Your mom may have told you that you can’t pick your family but you can pick your friends — so do so wisely. But how much effort should you spend selecting those pals? The answer may surprise you. Good friends may only have to be “good enough,” not the best available. That’s the finding of some new research.
Indeed, the new study finds, the more that people try to find the very best people available on any given day, the less happy they will tend to be.
Psychologists are scientists who study behavior. And they say that there are two basic strategies people use when making choices. This first is something they call “maximizing.” Here, people make a choice only once they’ve considered every available option. The alternative is to look at only a few options and settle with the first one that seems “good enough.”
Maximizing might make it possible to find the very best option. But it can have negative consequences. When people take this approach while shopping, studies find, they tend to be less happy with what they buy. Instead of enjoying what they’ve brought home, they wonder if they might have missed out on something a little bit better.
David Newman wondered whether something similar happens when people choose whom to spend time with. Newman is a psychologist at the University of Southern California in Los Angeles. He and his team conducted several experiments with people to find out. Their findings will be published in an upcoming issue of the Journal of Personality and Social Psychology.

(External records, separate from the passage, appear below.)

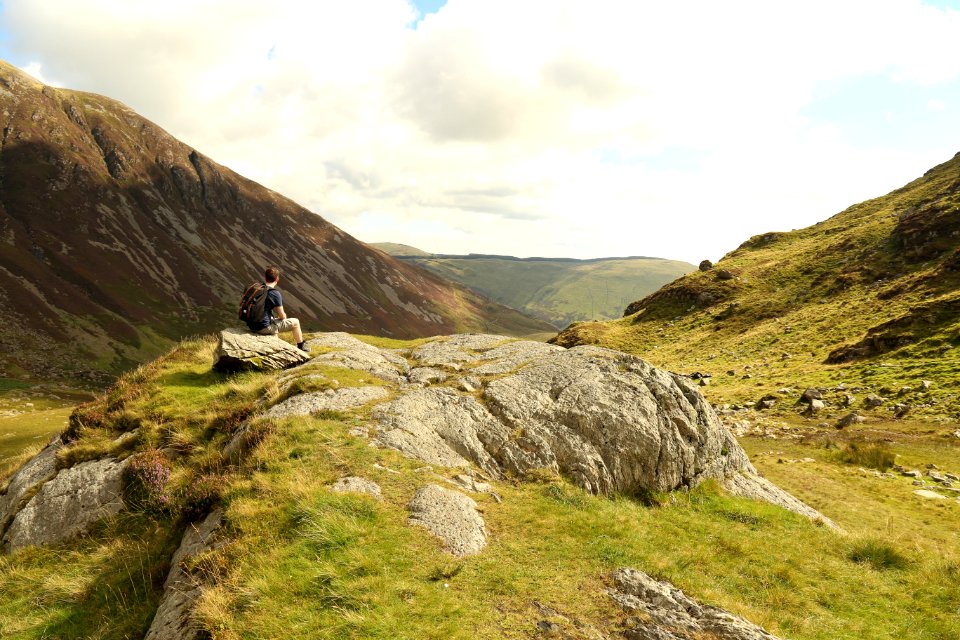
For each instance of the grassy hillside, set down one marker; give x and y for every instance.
(559, 291)
(394, 249)
(304, 562)
(868, 299)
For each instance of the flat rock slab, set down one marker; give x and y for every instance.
(440, 426)
(454, 351)
(68, 505)
(666, 613)
(173, 620)
(38, 469)
(329, 400)
(242, 350)
(353, 484)
(452, 517)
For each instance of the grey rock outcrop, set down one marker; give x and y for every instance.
(666, 613)
(329, 400)
(353, 484)
(37, 470)
(241, 350)
(173, 620)
(451, 516)
(68, 504)
(358, 355)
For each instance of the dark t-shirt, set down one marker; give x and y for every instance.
(274, 299)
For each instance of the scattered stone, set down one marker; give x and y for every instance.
(873, 400)
(427, 375)
(306, 404)
(353, 484)
(242, 350)
(663, 612)
(182, 589)
(926, 493)
(816, 406)
(68, 504)
(358, 355)
(849, 419)
(452, 517)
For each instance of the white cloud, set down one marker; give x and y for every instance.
(530, 127)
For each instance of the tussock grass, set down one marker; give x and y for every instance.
(305, 562)
(876, 455)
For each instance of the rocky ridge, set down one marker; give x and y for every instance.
(90, 189)
(491, 409)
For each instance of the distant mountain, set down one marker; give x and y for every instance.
(557, 290)
(117, 239)
(394, 249)
(869, 298)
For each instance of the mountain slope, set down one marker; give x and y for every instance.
(557, 290)
(115, 239)
(868, 298)
(298, 558)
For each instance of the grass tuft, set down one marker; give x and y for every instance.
(878, 554)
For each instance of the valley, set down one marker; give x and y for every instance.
(557, 290)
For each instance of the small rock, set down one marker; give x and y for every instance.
(353, 484)
(452, 517)
(849, 419)
(926, 493)
(873, 400)
(816, 406)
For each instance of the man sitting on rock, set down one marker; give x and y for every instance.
(275, 318)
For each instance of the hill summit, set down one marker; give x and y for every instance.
(117, 239)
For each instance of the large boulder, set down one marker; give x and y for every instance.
(68, 505)
(182, 589)
(660, 611)
(242, 350)
(607, 420)
(452, 517)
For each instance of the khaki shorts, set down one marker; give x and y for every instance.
(276, 326)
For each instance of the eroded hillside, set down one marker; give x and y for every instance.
(863, 303)
(335, 500)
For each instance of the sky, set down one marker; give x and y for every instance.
(564, 128)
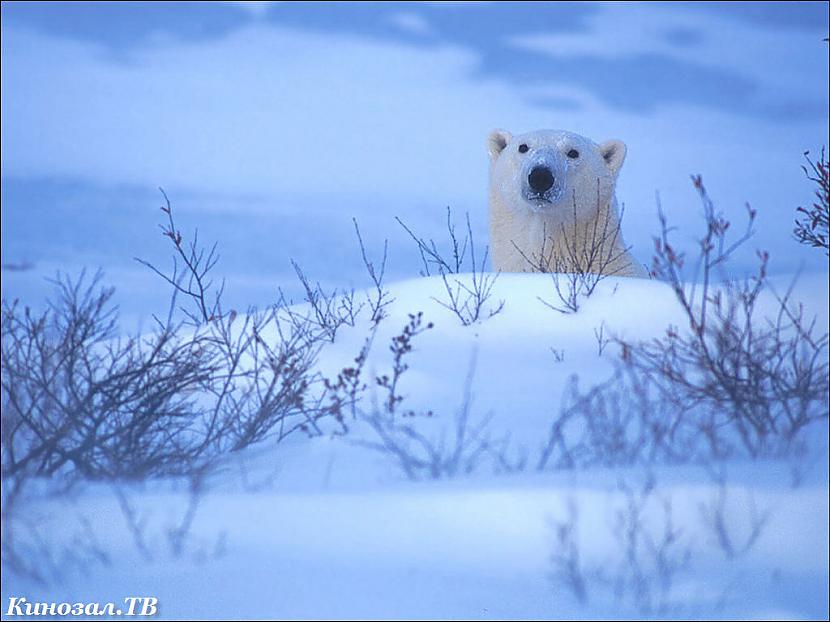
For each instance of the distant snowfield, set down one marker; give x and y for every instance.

For one experiment, college students filled out a survey every night for two weeks. Some questions asked about how they spent time with their friends that day. Participants rated how much they agreed with various statements that they read. One example: “No matter how satisfied I was with my social group today, I was always on the lookout for better opportunities to spend time with other friends.”
The survey answers helped the researchers determine which approach a student had used in picking whom to hang out with that day. Other questions probed how these students felt about their day, what their emotions had been, and how good they felt about themselves.
On days when people kept looking for better opportunities with their friends, they reported feeling less satisfied. They also felt fewer positive emotions and more negative ones. Moreover, on these days they reported lower self-esteem. Why? This strategy for friendship was linked with increased regret, the scientists say.
The oversize role of 'regrets'
“If you maximize, you’re always going to be looking for other opportunities,” Newman says. “And that means that you’re even going to be thinking about other options that have already been passed up.” If you decide that you passed up a chance to hang out with a cooler friend, then you may not like your current group as much. That can be true even if you’re having a great time with those people.
Results from the four other experiments in the study by Newman’s team back this up.
Having more options can make things worse. That may be because it’s easier to notice or suspect that a better option has been passed over when there are more of them. People were especially unhappy when they used the maximizing strategy on days they had encountered many friends.
Barry Schwartz coined the term “maximizing.” He’s a psychologist at Swarthmore College in Pennsylvania. The new California study is important, he says, because it looks at maximizing in a meaningful area — friendships. It also shows the role of regret. And it shows that maximizing from one day to the next can affect daily happiness.
Newman says there’s another way that the strategy might make you feel bad, aside from increasing regret. People might tend to dismiss the value of anyone who seems to be less-than-the-best (however you might define that). They may not even want to hang out with such second-best pals.
Consider a maximizer who decides to go to a party but spends all of his time there wondering if there’s a better option. So he is texting the whole time, looking for a better party. Those at the current party might think, “Oh, this person is not really interested in this party or in us.”
Having good friends is important. But people who always worry about whether they are missing something better may never be happy with the friends they have or the situations they find themselves in. Oh, and as a result, their friends might not be happy with them either.
journal (in science) A publication in which scientists share their research findings with experts and sometimes the public.
maximize (in psychology) A strategy that some people employ in which they consider every possible option to find the best one. The alternative involves looking at just enough options to find one that is good enough.
psychology (adj. psychological ) The study of the human mind, especially in relation to actions and behavior. To do this, some perform research using animals. Scientists and mental-health professionals who work in this field are known as psychologists.
social (adj.) Relating to gatherings of people; a term for animals (or people) that prefer to exist in groups.
survey (v.) To ask questions that glean data on the opinions, practices (such as dining or sleeping habits), knowledge or skills of a broad range of people. Researchers select the number and types of people questioned in hopes that the answers these individuals give will be representative of others who are their age, belong to the same ethnic group or live in the same region. (n.) The list of questions that will be offered to glean those data.
texting The sending of a text message from a mobile (cell) phone.
Journal: D.B. Newman et al. The negative consequences of maximizing in friendship selection. Journal of Personality and Social Psychology. Published online February 27, 2017. doi: 10.1037/pspp0000141.